There was, however, no suspicion except that she had spoken of her father’s “secret,” which she feared that Ella had learned when she overheard her father’s conversation with his friend. That was a curious and unaccountable feature. She knew that her father held some secret that was shared by Gordon-Wright, that gallant ladies’-man who had wormed himself into the confidence of so many English and American women travelling on Continental railways, women whose jewels and valuables had subsequently disappeared.

She, however, held her father in the highest regard and esteem, and that fact in itself was sufficient to convince me that she was after all in ignorance of his true profession.

She might have entertained suspicions of the lieutenant, suspicions that were verified by the denunciation I had just made, but as I looked into her pale dark face I could not bring myself to believe that she knew her father’s true source of income. There was some secret of her fathers, a secret that she knew must be kept at any cost. It was that which she feared Ella might betray, and for that reason she deemed it best that my love should be allowed to become the false lieutenant’s wife.

Thus I argued within myself as I stood there beside her with the blood-red light of the dying day streaming in from across the sea.

I recollected Sammy’s warning; I recollected, too, the strange circumstances of Nardini’s death in Shepherd’s Bush, and of what had been told me by this woman now at my side. She was doomed, she said—and, true enough, there was black despair written in that dark face, now so pale and agitated.

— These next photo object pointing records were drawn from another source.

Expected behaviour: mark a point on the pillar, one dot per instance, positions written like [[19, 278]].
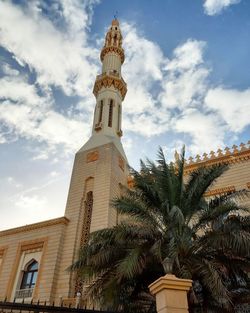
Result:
[[171, 294]]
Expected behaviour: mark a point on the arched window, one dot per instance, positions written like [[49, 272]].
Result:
[[30, 276], [100, 112], [119, 118], [110, 113]]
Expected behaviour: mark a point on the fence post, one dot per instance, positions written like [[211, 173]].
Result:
[[171, 294]]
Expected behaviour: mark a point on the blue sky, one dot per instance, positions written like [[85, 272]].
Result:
[[187, 69]]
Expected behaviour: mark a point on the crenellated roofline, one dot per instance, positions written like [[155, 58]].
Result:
[[227, 156]]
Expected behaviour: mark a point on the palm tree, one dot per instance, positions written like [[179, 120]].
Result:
[[165, 217]]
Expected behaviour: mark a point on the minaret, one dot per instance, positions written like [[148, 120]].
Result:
[[109, 90], [100, 167]]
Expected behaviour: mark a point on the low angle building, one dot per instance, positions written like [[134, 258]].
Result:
[[34, 259]]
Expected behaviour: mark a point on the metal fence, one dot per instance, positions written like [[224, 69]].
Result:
[[38, 307]]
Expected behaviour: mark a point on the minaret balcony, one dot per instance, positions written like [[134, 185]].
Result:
[[119, 133], [109, 79], [98, 126], [118, 50]]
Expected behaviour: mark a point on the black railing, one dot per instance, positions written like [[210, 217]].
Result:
[[37, 307]]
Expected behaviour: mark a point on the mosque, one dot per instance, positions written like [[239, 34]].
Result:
[[34, 258]]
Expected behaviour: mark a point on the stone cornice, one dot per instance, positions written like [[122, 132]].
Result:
[[106, 80], [170, 282], [238, 154], [119, 51], [48, 223]]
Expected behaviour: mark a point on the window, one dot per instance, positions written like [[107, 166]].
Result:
[[30, 276], [110, 113], [100, 112], [119, 118]]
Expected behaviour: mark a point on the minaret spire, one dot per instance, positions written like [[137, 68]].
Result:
[[110, 90]]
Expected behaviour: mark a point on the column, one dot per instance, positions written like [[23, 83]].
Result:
[[171, 294]]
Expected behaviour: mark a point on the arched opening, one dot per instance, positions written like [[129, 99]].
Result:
[[100, 112], [29, 275], [110, 120]]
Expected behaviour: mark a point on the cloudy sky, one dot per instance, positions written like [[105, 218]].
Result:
[[187, 69]]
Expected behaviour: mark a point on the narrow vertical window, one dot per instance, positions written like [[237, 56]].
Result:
[[29, 276], [119, 118], [110, 113], [100, 112]]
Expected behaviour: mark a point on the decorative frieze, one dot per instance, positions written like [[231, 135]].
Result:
[[105, 80], [92, 156], [231, 155], [121, 163], [119, 51]]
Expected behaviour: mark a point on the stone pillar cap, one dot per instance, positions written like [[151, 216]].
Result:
[[170, 282]]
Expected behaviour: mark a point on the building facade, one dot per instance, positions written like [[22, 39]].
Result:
[[34, 258]]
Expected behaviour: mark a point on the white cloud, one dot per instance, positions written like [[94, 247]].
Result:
[[206, 131], [233, 106], [8, 70], [185, 78], [57, 57], [213, 7]]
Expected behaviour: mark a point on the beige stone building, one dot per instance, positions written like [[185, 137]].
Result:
[[34, 258]]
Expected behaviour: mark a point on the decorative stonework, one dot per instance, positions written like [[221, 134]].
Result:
[[60, 220], [119, 133], [105, 81], [88, 207], [119, 51], [121, 163], [234, 155], [219, 191], [130, 182], [92, 156]]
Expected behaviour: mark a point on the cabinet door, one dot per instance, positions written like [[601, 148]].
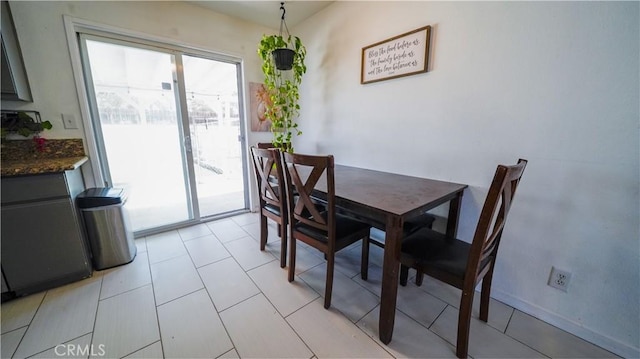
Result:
[[42, 245]]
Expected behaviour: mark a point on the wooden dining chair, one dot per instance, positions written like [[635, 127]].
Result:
[[265, 145], [462, 264], [324, 230], [423, 220], [273, 203]]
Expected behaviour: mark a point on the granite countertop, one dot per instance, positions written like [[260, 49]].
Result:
[[21, 158], [41, 165]]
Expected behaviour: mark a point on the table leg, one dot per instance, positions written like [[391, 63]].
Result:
[[454, 215], [390, 268]]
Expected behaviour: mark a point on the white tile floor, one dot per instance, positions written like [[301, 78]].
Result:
[[208, 292]]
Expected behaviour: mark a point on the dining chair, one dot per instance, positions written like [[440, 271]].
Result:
[[423, 220], [462, 264], [265, 145], [325, 229], [273, 204]]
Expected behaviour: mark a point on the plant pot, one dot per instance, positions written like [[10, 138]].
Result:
[[283, 58]]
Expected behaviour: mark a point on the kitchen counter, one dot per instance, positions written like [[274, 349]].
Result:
[[41, 165], [28, 158]]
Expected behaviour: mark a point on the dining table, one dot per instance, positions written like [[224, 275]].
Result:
[[386, 200]]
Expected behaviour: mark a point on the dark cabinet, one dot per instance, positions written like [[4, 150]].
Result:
[[15, 85], [42, 240]]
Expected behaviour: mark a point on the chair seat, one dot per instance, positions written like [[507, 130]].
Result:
[[273, 209], [416, 223], [345, 228], [435, 250], [425, 220]]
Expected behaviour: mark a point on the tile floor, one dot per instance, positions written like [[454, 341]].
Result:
[[207, 292]]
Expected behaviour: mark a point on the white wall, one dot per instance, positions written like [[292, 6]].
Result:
[[555, 83]]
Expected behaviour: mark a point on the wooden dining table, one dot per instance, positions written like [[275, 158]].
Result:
[[386, 200]]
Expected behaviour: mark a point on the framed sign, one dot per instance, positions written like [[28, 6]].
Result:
[[402, 55]]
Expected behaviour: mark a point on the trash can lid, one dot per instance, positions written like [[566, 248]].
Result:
[[101, 196]]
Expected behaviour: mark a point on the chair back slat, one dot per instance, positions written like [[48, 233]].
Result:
[[269, 174], [303, 173], [493, 216]]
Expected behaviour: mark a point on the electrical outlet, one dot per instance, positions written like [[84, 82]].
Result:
[[559, 279], [69, 122]]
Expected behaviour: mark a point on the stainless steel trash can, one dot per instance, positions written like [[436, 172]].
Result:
[[107, 226]]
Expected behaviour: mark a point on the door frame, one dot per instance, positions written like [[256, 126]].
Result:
[[93, 173]]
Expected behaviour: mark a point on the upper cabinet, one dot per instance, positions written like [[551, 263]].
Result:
[[15, 85]]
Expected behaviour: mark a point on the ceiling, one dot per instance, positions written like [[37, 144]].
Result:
[[266, 13]]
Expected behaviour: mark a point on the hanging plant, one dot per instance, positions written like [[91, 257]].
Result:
[[282, 82]]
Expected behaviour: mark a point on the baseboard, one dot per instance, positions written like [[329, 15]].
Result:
[[610, 344]]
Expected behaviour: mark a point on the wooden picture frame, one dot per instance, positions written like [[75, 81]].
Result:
[[402, 55]]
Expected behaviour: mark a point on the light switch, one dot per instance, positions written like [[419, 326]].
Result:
[[69, 121]]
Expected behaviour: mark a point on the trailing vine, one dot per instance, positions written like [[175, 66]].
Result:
[[283, 88]]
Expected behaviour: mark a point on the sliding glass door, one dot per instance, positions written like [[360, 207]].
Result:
[[168, 130]]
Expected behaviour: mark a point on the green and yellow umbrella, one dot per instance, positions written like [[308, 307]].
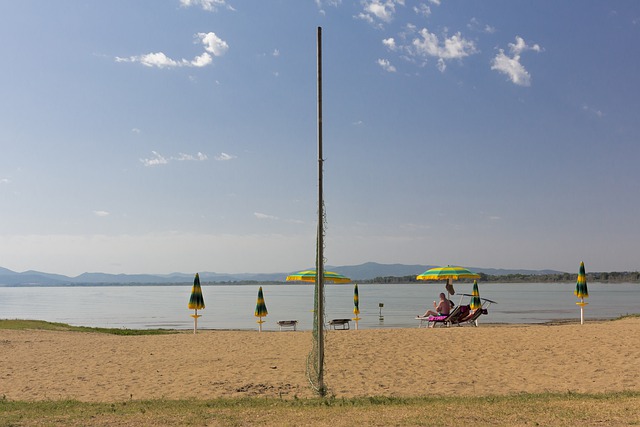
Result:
[[475, 303], [196, 301], [448, 273], [356, 305], [261, 309], [310, 276], [581, 291]]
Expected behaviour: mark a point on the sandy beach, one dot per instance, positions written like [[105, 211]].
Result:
[[600, 356]]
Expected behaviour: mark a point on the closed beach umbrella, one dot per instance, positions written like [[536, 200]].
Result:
[[448, 273], [356, 305], [310, 276], [581, 291], [261, 309], [196, 301], [475, 297]]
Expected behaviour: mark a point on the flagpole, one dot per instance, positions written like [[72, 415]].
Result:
[[320, 240]]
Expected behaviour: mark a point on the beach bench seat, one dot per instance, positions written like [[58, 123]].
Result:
[[342, 323], [288, 324]]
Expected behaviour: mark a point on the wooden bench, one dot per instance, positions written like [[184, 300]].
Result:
[[288, 324], [343, 323]]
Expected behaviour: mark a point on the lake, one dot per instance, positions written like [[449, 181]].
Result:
[[232, 306]]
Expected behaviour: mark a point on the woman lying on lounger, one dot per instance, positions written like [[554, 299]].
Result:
[[441, 309]]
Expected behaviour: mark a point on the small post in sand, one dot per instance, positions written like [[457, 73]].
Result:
[[196, 301]]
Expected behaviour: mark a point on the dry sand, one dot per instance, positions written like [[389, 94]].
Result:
[[595, 357]]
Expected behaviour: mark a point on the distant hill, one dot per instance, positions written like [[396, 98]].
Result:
[[366, 271]]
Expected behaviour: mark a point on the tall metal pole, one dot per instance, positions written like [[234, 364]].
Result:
[[320, 239]]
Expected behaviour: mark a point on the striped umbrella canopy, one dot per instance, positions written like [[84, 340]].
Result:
[[581, 291], [356, 301], [448, 273], [310, 276], [196, 301], [475, 297], [581, 285], [261, 309]]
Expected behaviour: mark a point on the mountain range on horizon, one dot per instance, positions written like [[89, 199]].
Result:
[[366, 271]]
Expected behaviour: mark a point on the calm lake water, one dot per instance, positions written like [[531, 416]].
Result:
[[232, 306]]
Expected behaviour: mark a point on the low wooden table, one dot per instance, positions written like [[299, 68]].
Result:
[[343, 323], [288, 324]]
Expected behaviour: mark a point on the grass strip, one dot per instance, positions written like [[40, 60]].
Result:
[[548, 409], [52, 326]]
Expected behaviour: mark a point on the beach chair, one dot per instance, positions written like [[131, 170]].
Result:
[[288, 324], [432, 321], [472, 318]]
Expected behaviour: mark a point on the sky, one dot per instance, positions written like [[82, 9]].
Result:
[[168, 136]]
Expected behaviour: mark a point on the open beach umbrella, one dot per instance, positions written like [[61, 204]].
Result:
[[356, 305], [448, 273], [310, 276], [261, 309], [475, 303], [581, 291], [196, 301]]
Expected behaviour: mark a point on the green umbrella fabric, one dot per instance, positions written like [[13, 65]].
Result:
[[356, 301], [261, 307], [310, 276], [475, 303], [196, 301], [581, 285]]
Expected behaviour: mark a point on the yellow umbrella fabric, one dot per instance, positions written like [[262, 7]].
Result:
[[448, 273], [261, 308], [310, 276]]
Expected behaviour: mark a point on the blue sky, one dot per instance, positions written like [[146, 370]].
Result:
[[180, 135]]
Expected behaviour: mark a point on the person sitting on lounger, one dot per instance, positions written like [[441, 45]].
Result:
[[441, 309]]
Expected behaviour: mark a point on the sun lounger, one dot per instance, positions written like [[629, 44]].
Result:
[[432, 321], [288, 324], [472, 318], [343, 323]]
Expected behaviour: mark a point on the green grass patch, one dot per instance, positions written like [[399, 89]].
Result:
[[549, 409], [52, 326]]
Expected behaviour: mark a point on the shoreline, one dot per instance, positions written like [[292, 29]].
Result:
[[400, 362]]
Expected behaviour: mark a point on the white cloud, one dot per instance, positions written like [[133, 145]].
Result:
[[156, 160], [188, 157], [422, 9], [213, 45], [590, 110], [511, 66], [390, 43], [386, 65], [382, 10], [208, 5], [159, 159], [264, 216], [429, 45], [225, 156]]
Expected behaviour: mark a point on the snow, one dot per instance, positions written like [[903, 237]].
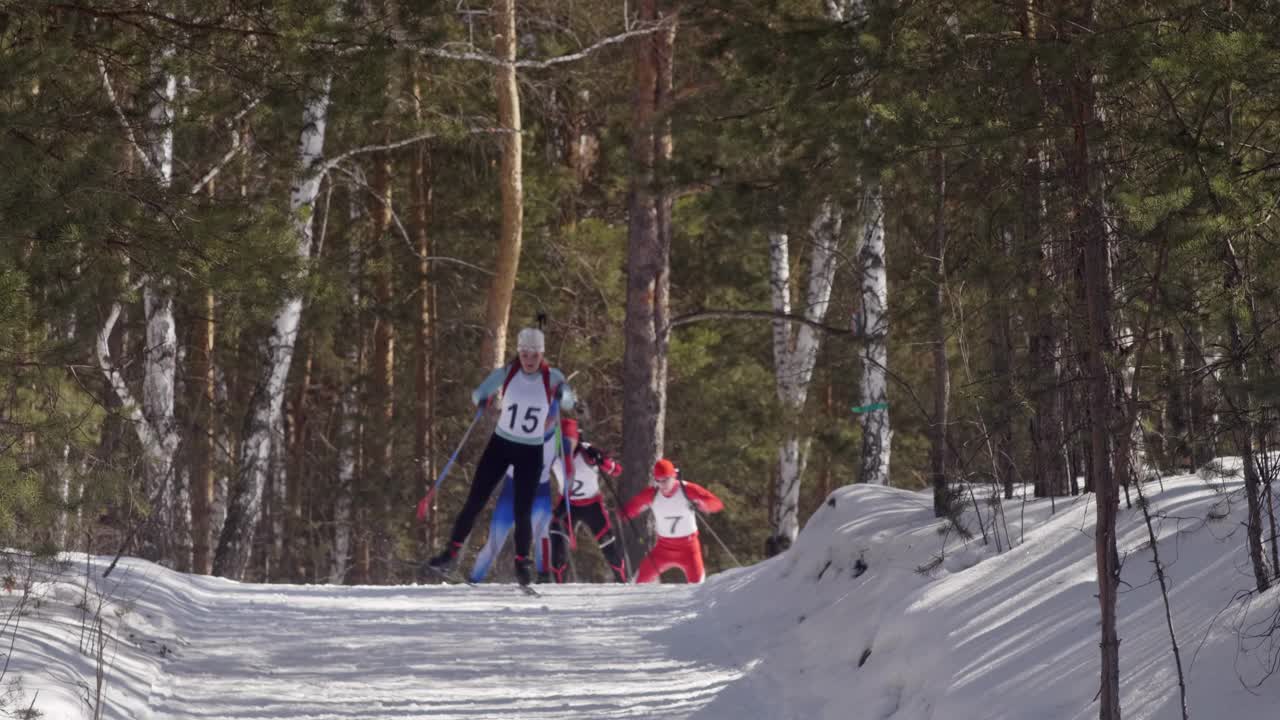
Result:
[[878, 611]]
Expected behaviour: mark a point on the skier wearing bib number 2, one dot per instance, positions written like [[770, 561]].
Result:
[[528, 390], [675, 505], [583, 502]]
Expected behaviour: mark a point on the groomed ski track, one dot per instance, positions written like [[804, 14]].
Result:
[[245, 651]]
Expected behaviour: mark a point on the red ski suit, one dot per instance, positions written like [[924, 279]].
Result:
[[677, 529]]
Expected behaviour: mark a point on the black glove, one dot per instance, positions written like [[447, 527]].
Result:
[[593, 455]]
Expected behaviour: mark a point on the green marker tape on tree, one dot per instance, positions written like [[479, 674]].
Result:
[[871, 408]]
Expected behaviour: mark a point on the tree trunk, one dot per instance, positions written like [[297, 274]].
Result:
[[872, 322], [1050, 464], [296, 475], [421, 187], [246, 495], [165, 536], [201, 436], [1002, 377], [347, 541], [941, 369], [1096, 338], [795, 354], [1243, 424], [493, 349], [648, 256], [378, 474]]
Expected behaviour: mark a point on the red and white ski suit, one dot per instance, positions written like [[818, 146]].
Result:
[[676, 523]]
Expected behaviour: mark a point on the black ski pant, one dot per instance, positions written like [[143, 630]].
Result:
[[526, 463], [594, 516]]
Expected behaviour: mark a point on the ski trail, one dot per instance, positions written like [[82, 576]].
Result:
[[444, 652]]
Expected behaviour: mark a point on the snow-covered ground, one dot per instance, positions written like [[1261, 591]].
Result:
[[878, 611]]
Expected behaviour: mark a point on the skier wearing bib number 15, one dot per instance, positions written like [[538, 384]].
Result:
[[675, 505], [528, 390]]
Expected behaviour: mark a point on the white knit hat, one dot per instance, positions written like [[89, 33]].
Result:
[[531, 340]]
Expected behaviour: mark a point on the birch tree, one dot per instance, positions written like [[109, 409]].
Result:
[[164, 536], [795, 352], [493, 349], [246, 495]]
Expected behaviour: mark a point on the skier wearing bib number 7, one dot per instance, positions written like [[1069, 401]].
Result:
[[526, 390], [675, 505]]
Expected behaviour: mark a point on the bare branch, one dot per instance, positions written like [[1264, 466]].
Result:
[[476, 57], [760, 315]]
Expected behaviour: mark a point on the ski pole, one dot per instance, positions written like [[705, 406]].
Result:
[[705, 520], [426, 499]]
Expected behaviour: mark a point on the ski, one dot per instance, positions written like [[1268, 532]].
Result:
[[448, 578], [453, 579]]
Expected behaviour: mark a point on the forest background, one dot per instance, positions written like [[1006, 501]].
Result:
[[254, 256]]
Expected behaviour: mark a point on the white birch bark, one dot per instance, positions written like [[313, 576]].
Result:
[[872, 320], [167, 537], [795, 352], [245, 499]]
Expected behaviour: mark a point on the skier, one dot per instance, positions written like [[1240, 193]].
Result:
[[581, 502], [504, 514], [528, 390], [675, 505]]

She was as much a mystery as she had been on that first day when we had met—even though through her instrumentality the mystery of my well-beloved’s self-effacement had actually been cleared up.

That she detested the lieutenant had been palpable from the first mention I had made of him. Therefore I argued that she suspected him of playing her father false, even though she might be unaware of their real relationship. Indeed it was not natural for a father of Miller’s stamp to allow his daughter to know of his shameful calling. She had told me that she remained at home with old Marietta—the grey-haired Tuscan woman who had admitted me—while her father travelled hither and thither across Europe. Those unscrupulous “birds of prey,” known to the police as international thieves, migrate in flocks, travelling swiftly from one frontier to another and ever eluding the vigilance of the agents in search of them. The international thief is a veritable artist in crime, the cleverest and most audacious scoundrel of the whole criminal fraternity.

“I quite understand your feelings and all that you must suffer, Mr Leaf,” she said at last in a mechanical voice. “I know how deeply you love Ella, and, after all that has passed, it is not in the least surprising that you will not stand by and see her married to such a man as Gordon-Wright. Yet is it really prudent to act without carefully considering every point? That she is about to become that man’s wife shows that she is in his power—that he possesses some mysterious hold over her. And suppose you denounced him to the police, would he not, on his part, revenge himself upon her?”

“Probably. But I will risk that.”

“Personally I think that Ella will be the greater sufferer from such an injudicious action.”